Dina Shihabi and Ali Suliman star in Jack Ryan.

Amazon

The expanded length of a TV series does allow for some attempts at nuance. A major subplot involves a sympathetic look at the bad guy's family, and there's a repeated visual motif of people in the Middle East living normal happy lives until they're violently disturbed by the arrival of armed men. It's a nice choice too to make Ryan's boss a Muslim.
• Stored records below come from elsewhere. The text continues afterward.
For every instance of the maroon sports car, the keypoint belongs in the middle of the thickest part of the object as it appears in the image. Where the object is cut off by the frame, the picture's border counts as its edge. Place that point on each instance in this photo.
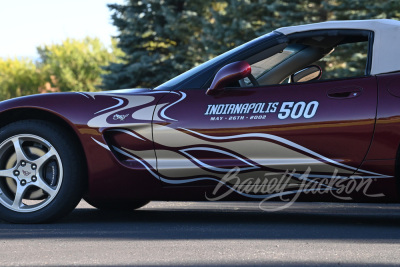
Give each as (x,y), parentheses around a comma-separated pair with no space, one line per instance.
(305,113)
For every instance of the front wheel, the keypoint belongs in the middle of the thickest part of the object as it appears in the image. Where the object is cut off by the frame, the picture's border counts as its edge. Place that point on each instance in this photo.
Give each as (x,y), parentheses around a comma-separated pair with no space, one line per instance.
(41,172)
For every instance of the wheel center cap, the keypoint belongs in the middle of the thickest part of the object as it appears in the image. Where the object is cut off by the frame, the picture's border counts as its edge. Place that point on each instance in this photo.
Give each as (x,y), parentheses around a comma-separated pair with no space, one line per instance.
(25,172)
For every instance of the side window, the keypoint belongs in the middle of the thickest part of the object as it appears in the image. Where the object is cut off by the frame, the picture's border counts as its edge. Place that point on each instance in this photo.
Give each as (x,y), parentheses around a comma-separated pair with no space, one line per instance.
(339,54)
(347,60)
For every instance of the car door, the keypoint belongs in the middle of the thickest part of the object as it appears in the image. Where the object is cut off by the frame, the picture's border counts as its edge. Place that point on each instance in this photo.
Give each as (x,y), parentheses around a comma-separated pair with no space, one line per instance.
(319,129)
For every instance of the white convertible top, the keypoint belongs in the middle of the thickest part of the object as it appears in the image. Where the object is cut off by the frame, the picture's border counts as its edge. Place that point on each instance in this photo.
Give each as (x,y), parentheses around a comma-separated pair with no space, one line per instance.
(386,47)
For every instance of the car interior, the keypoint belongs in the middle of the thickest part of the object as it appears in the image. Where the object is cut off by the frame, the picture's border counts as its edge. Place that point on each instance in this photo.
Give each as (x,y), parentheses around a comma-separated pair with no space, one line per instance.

But like many shows making entertainment out of real-world violence, the show glosses over a few things that could bear closer inspection. Like the fact the story begins with the main character waltzing into a sovereign country to torture some guys who've been kidnapped off the street. Or like how even on home soil our intrepid heroes are depicted rolling into predominantly Muslim neighbourhoods in armoured vehicles as if it's enemy territory. 

And in episode 3, the introduction of an Air Force drone crew gives us characters literally watching the horror unfold on TV screens -- just like we are. In the show, they find righteous redemption through an illegal drone strike. In real life, 44 children killed in the bombing of a school bus last week are only the latest casualties of the civil war in Yemen, not to mention those killed directly by US and UK drone strikes in the country and across the globe.

The character of Jack Ryan carries the scars of his past. But Amazon's derivative setup can't find anything unique or fresh to do with the character, if there is anything unique or fresh about him. The show is glossy and expensive and pretty functional if you like this sort of thing, but not even Jim from The Office can make Jack Ryan fun.